In this project we are going to learn about pendulum and chaos. We will start with a single pendulum, examining phase space diagrams and animating trajectories, and moving toward a double pendulum.

Exercise 1. Single Pendulum#

List of collaborators:
References you used in developing your code:

You will use the following animation code for exercise 1

Help with animateMe: There are two animate functions that accept positions (the angles, technically) and l1 which is the length of the pendulum. The positions argument needs to be passed as a nested list [positions] and the positions array needs to be 2-dimensional. You can check the shape of your array using positions.shape to ensure it is in the right format of (N,1), which is what the animation functions expect. If your positions array is 1D, you can reshape it using positions[:,np.newaxis].

a. A Single pendulum#

When working with pendula, instead of keeping track of the position \((x,y)\), we instead are going to keep track of the angle \(\theta\).

In this exercise, we are going to simulate a pendulum with a rigid rod \(L\) and a fixed mass \(m\) at the end of it. We can define the position of the pendulum by the angle it makes with respect to hanging down (at \(\theta=0\)).

The “force” (angular acceleration) of a single pendulum is

\[ \alpha(\theta) \equiv \frac{d^2 \theta}{dt^2}= -B\sin(\theta), \]

where \(B\) (on Earth) is the gravitational constant \(g/L\).

🦉Write a function that uses the midpoint method to simulate a pendulum:

def simulate_single_pendulum(p, s):
    """
    Simulate a single pendulum 
    p: SinglePendulumParams that defines the system
    s: SinglePendulumSimulation that defines the particular simulation parameters

    Returns: 
       times: np.ndarray (nstep,)
       thetas: np.ndaray (nstep,)
       omegas: np.ndarray (nstep,)
    """

NOTE: If you have had trouble getting the midpoint method to work, please ask for help!

We first want to run a simulation with the following parameters:

B = 9.8 (this is the force of gravity)
L = 1.0
m = 1.0 (actually m doesn’t matter until we add driving forces later)
A = C = omega_drive = 0 (these will be driving/damping which we will treat later) You can make a parameter object as follows:

p1 = SinglePendulumParams(L = 1, B = 9.8)
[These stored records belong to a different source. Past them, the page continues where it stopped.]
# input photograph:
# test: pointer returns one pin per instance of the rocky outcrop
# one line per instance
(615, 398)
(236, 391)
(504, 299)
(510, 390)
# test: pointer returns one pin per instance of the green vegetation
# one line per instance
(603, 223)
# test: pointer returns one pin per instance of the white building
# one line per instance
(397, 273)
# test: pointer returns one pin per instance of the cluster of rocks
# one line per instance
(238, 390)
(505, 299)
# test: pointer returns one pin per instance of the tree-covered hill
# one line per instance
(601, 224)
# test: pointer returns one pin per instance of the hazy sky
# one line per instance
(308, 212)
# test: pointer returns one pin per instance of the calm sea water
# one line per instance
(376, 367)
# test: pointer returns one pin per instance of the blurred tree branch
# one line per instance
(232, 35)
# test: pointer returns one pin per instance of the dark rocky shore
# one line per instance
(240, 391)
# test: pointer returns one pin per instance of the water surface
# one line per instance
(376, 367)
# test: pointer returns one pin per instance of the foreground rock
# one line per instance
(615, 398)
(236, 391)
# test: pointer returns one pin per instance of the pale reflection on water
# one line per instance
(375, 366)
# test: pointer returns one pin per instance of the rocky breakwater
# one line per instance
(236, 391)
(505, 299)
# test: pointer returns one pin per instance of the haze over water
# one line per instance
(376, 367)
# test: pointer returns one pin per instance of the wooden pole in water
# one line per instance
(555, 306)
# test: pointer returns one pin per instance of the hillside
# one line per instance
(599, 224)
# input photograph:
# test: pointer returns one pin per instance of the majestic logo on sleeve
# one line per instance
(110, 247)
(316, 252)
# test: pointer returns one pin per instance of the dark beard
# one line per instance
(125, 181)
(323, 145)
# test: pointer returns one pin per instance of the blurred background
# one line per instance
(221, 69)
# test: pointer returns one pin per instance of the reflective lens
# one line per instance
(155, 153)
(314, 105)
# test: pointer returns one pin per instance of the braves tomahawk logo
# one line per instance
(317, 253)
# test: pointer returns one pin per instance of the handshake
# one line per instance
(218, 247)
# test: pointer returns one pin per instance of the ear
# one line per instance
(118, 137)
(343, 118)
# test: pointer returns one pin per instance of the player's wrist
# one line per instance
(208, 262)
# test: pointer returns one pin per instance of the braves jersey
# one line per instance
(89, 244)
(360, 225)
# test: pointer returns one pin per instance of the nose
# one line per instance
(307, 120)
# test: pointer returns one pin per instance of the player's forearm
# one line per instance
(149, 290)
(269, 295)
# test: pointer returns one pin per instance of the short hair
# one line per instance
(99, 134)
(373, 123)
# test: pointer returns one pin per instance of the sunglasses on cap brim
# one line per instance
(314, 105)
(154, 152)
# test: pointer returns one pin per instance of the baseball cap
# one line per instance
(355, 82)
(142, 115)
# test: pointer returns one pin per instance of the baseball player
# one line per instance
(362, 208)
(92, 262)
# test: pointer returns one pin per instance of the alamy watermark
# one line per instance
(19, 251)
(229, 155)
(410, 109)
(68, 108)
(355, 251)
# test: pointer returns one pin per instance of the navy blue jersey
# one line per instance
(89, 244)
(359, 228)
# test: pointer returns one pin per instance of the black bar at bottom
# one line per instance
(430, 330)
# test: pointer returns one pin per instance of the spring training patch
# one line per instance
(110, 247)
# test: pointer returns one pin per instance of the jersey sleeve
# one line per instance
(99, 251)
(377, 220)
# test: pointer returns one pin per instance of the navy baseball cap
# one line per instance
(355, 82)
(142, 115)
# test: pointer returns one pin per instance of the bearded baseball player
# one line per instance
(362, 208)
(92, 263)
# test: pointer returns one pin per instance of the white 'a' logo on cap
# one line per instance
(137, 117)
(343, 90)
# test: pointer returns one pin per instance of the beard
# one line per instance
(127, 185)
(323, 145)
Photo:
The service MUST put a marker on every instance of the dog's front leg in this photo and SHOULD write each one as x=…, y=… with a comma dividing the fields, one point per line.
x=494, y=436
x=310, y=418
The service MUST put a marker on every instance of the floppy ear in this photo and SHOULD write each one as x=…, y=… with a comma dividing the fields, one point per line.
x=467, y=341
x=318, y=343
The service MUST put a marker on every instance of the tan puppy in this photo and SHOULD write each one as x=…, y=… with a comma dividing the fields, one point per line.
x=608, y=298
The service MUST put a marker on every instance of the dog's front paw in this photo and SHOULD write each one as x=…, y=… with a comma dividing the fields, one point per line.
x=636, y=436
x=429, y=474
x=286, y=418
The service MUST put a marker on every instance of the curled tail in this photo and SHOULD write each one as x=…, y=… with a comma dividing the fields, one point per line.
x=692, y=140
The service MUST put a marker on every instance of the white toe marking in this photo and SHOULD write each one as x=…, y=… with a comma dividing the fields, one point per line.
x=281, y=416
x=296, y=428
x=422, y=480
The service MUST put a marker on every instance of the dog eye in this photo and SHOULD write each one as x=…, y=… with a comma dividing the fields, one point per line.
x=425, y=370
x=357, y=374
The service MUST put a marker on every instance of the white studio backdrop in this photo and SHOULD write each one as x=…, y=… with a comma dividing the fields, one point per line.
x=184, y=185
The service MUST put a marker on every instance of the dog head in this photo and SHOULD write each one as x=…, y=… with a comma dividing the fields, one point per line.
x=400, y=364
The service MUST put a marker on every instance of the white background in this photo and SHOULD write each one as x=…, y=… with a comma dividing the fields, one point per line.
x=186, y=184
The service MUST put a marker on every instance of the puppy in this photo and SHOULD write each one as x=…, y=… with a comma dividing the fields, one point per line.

Run a simulation with no initial velocity and an initial angle of \(\theta=0.6\) and a \(dt=0.01\) for a time \(T=10\). You can set this up by

s1 = SinglePendulumSimulation(dt=0.01, T=10, theta_0=0.6, omega_0=0.0)

You then should be able to generate the trajectory using your function by calling

times, thetas, omegas = simulate_single_pendulum(p1,s1)

Plot

\(\theta\) vs. \(t\)
\(y\) vs. \(x\) (include the origin on this plot, and equalize the axes scale)
a phase space diagram (\(\omega\) vs \(\theta\))
and animate the pendulum.

A phase space diagram is a graph displaying the position and velocity of an object on the abscissa (x axis) and ordinate (y axis). Since an undamped, undriven harmonic oscillator moves with

\[\theta(t) = A\cos(\Omega t + \phi)\hspace{2cm} \omega(t)=-A\Omega\sin(\Omega t+\phi)\]

its phase trajectory will be an ellipse with axes of lengths \(2A\) and \(2A\Omega\) (unrelated to the \(A\) in Params). Confirm that you get this.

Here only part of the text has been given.